Some folks here have problems with long term memory when it comes to gen leap regarding GPU's. Born this way, afflicted by COVID or by Post Nvidia Price Trauma (PNPT).
This sounds like more customers for therapists.
 
I've been playing RT games at 1080p with an RTX A2000, roughly 3050 level performance and even then I can get over 60 in everything but CP2077. People get obsessed with Ultra everything but with optimised settings and DLSS Q (which since 2.5.1 looks fantastic at 1080p now) it's really quite easy. Hec Doom Eternal was 120-160fps, Metro EE was 65-90fps, control 70-80 and so on. CP2077 was around 50 solid and felt super playable. Some people just draw arbitrary lines in their mind where on one side something must or must-not be playable anymore, I say the proof is in the pudding.
Is this bait? Playing at 1080p with DLSS and also lowering settings just for ray tracing is comical.
 
Is this bait? Playing at 1080p with DLSS and also lowering settings just for ray tracing is comical.
Is this bait? Using DLSS is comical, how original.

Did I say I lowered settings just for Ray tracing? No. I religiously run optimised settings unless my hardware is massively overpowered relative to the game and I can literally Max everything and have headroom to spare.

I am always looking for that balance, that suits my preference, for visuals to performance ratio. Turns out in a lot of games things like volumetrics, shadows etc can be turned down with little to no visual impact and hand you back disproportionately more performance than their 'worth'. Then RT in certain titles where it's done well, can utterly transform the look and atmosphere of the game, so in those I'd rather have it on and turn down other settings that make virtually no difference to the visuals, which I'd likely do irrespective of RT. This is not a hard and fast rule, every game is different and settings are picked my my discretion.
 
Is this bait? Using DLSS is comical, how original.

Did I say I lowered settings just for Ray tracing? No. I religiously run optimised settings unless my hardware is massively overpowered relative to the game and I can literally Max everything and have headroom to spare.

I am always looking for that balance, that suits my preference, for visuals to performance ratio.

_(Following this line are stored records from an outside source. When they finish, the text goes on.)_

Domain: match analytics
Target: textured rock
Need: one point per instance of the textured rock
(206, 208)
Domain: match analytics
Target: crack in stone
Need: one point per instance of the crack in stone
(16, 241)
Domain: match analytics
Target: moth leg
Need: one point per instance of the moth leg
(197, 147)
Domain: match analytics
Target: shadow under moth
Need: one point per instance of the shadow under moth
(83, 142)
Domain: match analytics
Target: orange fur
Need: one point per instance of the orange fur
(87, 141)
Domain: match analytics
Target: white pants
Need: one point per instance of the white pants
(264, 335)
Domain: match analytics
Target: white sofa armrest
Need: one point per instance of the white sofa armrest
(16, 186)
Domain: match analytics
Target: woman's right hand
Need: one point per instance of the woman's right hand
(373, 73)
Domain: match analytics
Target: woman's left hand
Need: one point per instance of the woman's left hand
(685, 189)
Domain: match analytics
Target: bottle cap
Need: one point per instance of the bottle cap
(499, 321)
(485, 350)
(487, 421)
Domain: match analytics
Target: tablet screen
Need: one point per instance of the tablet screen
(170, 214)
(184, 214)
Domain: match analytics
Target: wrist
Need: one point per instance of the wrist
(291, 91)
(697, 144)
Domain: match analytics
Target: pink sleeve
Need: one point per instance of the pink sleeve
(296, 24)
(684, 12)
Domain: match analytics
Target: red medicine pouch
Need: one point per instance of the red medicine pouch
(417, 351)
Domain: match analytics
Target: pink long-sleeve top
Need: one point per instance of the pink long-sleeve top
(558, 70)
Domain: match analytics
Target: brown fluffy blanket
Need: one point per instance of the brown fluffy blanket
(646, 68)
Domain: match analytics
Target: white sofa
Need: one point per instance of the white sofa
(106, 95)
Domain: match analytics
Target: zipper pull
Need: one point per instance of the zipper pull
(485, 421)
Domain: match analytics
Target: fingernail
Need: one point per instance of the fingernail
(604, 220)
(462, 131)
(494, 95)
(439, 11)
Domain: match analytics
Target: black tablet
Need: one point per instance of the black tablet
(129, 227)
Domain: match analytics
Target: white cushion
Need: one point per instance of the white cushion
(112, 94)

Turns out in a lot of games things like volumetrics, shadows etc can be turned down with little to no visual impact and hand you back disproportionately more performance than their 'worth'. Then RT in certain titles where it's done well, can utterly transform the look and atmosphere of the game, so in those I'd rather have it on and turn down other settings that make virtually no difference to the visuals, which I'd likely do irrespective of RT. This is not a hard and fast rule, every game is different and settings are picked my my discretion.
At 1080p DLSS isn't good, it's too low of a resolution for it to do it's magic, which is rendering the game at an even lower res. And then you lower the settings additionally all to have ray tracing enabled. That is not "optimizing".

Ofcourse, you can play however you want. Enjoy ray tracing at medium preset rendered at 720p.